QCE Economics - Unit 3 - International trade

Balance of Payments and Foreign Investment | QCE Economics

Learn the current account, capital and financial account, balance of trade, foreign debt and foreign investment for QCE Economics Unit 3.

Updated 2026-05-18 - 4 min read

QCAA official coverage - Economics 2025 v1.4

Exact syllabus points covered

  1. Comprehend and describe key concepts using economic terminology, including balance of payments, balance of trade, capital and financial account, current account deficit, current account, foreign investment, foreign debt and external stability.
  2. Comprehend, explain and classify a country's international transactions into current and capital account statements.
  3. Comprehend and explain the significance of foreign investment to Australian economic development, e.g. to finance mining booms.
  4. Select data and information to analyse and evaluate patterns of Australia's balance of payments including the current account and balance of trade over the last 5 or 10 years, including the percentage change.
  5. Select data and information to analyse and evaluate cyclical and structural causes and effects of Australian current and capital account trends.
  6. Select data and information to analyse and evaluate the significance of movements within the balance of payments on the domestic economy, from a variety of perspectives, e.g. import and export suppliers, and buyers.
  7. Select data and information to analyse and evaluate the significance of Australia's foreign debt position and foreign investment longitudinally.

The balance of payments records transactions between residents of Australia and the rest of the world over a period of time.
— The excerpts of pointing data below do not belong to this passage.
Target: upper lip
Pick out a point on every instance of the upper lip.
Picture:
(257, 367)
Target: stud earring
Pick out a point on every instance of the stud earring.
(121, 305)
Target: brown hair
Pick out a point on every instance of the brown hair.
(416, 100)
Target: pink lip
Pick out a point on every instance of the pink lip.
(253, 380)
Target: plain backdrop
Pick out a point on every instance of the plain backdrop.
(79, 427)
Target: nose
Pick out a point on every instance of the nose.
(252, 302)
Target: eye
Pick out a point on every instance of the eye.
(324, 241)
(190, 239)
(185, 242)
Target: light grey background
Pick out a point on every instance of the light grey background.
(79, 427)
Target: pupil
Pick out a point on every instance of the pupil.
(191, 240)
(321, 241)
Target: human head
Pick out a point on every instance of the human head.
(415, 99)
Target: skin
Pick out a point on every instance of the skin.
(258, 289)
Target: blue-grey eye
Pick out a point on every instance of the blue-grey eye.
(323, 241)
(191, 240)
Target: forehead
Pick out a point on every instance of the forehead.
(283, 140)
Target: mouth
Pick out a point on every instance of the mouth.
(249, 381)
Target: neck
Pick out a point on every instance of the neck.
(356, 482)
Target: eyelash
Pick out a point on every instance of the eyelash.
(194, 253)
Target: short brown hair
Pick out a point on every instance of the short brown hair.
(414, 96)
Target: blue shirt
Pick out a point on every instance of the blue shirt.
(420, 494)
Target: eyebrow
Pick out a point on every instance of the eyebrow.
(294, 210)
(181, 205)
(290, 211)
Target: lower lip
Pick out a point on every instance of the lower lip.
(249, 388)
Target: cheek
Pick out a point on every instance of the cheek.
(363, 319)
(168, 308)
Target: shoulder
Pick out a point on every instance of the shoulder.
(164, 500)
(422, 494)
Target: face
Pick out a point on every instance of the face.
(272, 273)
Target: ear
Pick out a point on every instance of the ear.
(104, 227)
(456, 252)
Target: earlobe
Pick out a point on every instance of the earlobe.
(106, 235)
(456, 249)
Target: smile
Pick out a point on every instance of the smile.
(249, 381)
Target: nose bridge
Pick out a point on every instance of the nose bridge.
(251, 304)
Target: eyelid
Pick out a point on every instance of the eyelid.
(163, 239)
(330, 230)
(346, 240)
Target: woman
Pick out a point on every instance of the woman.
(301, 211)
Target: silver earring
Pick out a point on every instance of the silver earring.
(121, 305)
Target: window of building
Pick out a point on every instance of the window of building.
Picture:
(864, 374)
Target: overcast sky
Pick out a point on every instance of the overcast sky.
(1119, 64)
It is a structured way to answer: what money is flowing in, what money is flowing out, and what does that reveal about external stability?

The two main accounts

The balance of payments has two major sections.

| Account | What it records | Examples | |---|---|---| | Current account | Trade in goods and services, income flows and transfers | iron ore exports, imported vehicles, dividends paid to foreign investors, remittances | | Capital and financial account | Capital transfers and financial investment flows | foreign direct investment, portfolio investment, loans, reserve asset changes |

For QCE, the current account and the capital and financial account are usually analysed together because one side often helps finance the other.

Current account

The current account includes:

  • goods exports and imports
  • services exports and imports
  • primary income, such as wages, interest, rent, profit and dividends
  • secondary income, such as transfers and aid

The balance of trade is exports minus imports of goods and services:

$ \text{Balance of trade}=X-M $

A trade surplus occurs when exports exceed imports. A trade deficit occurs when imports exceed exports.

The current account balance is broader than the balance of trade because it also includes income and transfers.

Capital and financial account

The capital and financial account records investment and financial flows. Foreign investment can be:

  • direct investment, where an investor has a significant influence over a business
  • portfolio investment, such as shares and bonds
  • loans and deposits
  • reserve asset transactions

Foreign investment can support Australian development by financing projects that domestic saving alone may not fund. Mining booms, infrastructure and business expansion often require large capital inflows.

Foreign debt and external stability

Foreign debt is money owed by Australian residents to overseas lenders. It matters for external stability because servicing debt requires interest payments, and foreign-currency debt can become more expensive if the AUD depreciates.

Foreign liabilities are not automatically bad. If foreign capital funds productive investment, future output and income may rise. The risk is higher when borrowing funds consumption, unproductive assets or projects that do not generate enough future income.

Cyclical and structural causes

Balance of payments trends can be cyclical or structural.

| Type | Meaning | Example | |---|---|---| | Cyclical | Caused by the stage of the economic cycle | During strong domestic growth, imports may rise because households and firms spend more | | Structural | Caused by long-term features of the economy | Persistent income deficits because foreign ownership of Australian assets leads to dividend and interest payments overseas |

Terms of trade movements are also important. If export prices rise relative to import prices, export receipts can improve the trade balance. If commodity prices fall, the trade balance can weaken even if export volumes do not change much.

Evaluating balance of payments movements

Always ask: who is affected?

  • Exporters benefit from strong overseas demand and favourable exchange rates.
  • Importers benefit from a stronger AUD and cheaper overseas inputs.
  • Consumers may benefit from cheaper imports.
  • Domestic firms may face stronger competition from imports.
  • Governments may worry about external stability if foreign debt servicing becomes difficult.